Use of fossil fuels are making carbon dating more difficult.
According to a new study released Monday, the burning of fossil fuels is causing the carbon dating process to give erroneous results that could make a specimen seem much older.
The study from the Proceedings of the National Academy of Sciences found carbon emissions are raising the carbon age of the atmosphere, accounting for the incorrect readings.
A story in the Washington Post references the study by Imperial College London in which Physicist Heather D. Graven stated by 2050, today’s new clothes could appear to be as much as ten centuries old.
Carbon dating is a process that measures the amount of Carbon-14 in a object. Carbon-14 is manufactured in the atmosphere and is absorbed by plants and animals until they die. Since Carbon-14 is radioactive, it decays at a predictable rate each year, so the amount remaining can tell scientists how long ago an object was alive.
The process, developed in the 1940’s, allowed archeologists to more accurately date objects, and rapidly became an accepted technique.

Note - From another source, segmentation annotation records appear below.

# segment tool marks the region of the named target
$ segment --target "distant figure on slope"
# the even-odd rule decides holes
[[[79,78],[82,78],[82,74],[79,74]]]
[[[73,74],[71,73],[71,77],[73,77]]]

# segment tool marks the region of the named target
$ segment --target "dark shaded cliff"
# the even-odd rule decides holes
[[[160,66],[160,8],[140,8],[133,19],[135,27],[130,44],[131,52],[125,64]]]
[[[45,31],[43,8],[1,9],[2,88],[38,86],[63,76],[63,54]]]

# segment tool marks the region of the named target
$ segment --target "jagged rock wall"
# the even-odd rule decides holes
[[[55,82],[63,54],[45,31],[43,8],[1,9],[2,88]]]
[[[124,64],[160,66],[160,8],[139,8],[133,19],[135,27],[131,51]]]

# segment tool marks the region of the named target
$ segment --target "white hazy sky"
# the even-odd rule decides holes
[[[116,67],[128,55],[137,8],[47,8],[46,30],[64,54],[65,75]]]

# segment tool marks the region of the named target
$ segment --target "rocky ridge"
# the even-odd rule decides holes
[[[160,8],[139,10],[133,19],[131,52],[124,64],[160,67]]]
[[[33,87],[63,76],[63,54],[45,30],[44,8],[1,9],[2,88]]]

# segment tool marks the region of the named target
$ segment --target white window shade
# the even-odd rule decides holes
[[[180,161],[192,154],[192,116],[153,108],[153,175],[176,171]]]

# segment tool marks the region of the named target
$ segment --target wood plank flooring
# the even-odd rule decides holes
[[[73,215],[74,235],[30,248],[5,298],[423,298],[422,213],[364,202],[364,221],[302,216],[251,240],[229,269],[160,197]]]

Burning of fossil fuels, which contain Carbon-14 that has already decayed, releases “dead” carbon into the air, and in turn dilutes the proportional amount of Carbon-14. Organic matter growing today will ingest less Carbon-14 than matter grown more than 125 years ago, before the widespread use of fossil fuels.
That doesn’t mean carbon dating will no longer be used. Scientists are aware of the atmospheric differences and can re-calibrate their equipment to adjust for the differences. The process will become more difficult and slightly less accurate than before.
Graven doesn’t believe carbon dating will be able to provide accurate dating for objects less than 2,000 years old if current levels of emissions are maintained. However, the more fossil fuels burned, the less accurate the process will be.
Carbon dating is not the only tool available to scientists. Another process looks at the change in amino acids to achieve a similar result.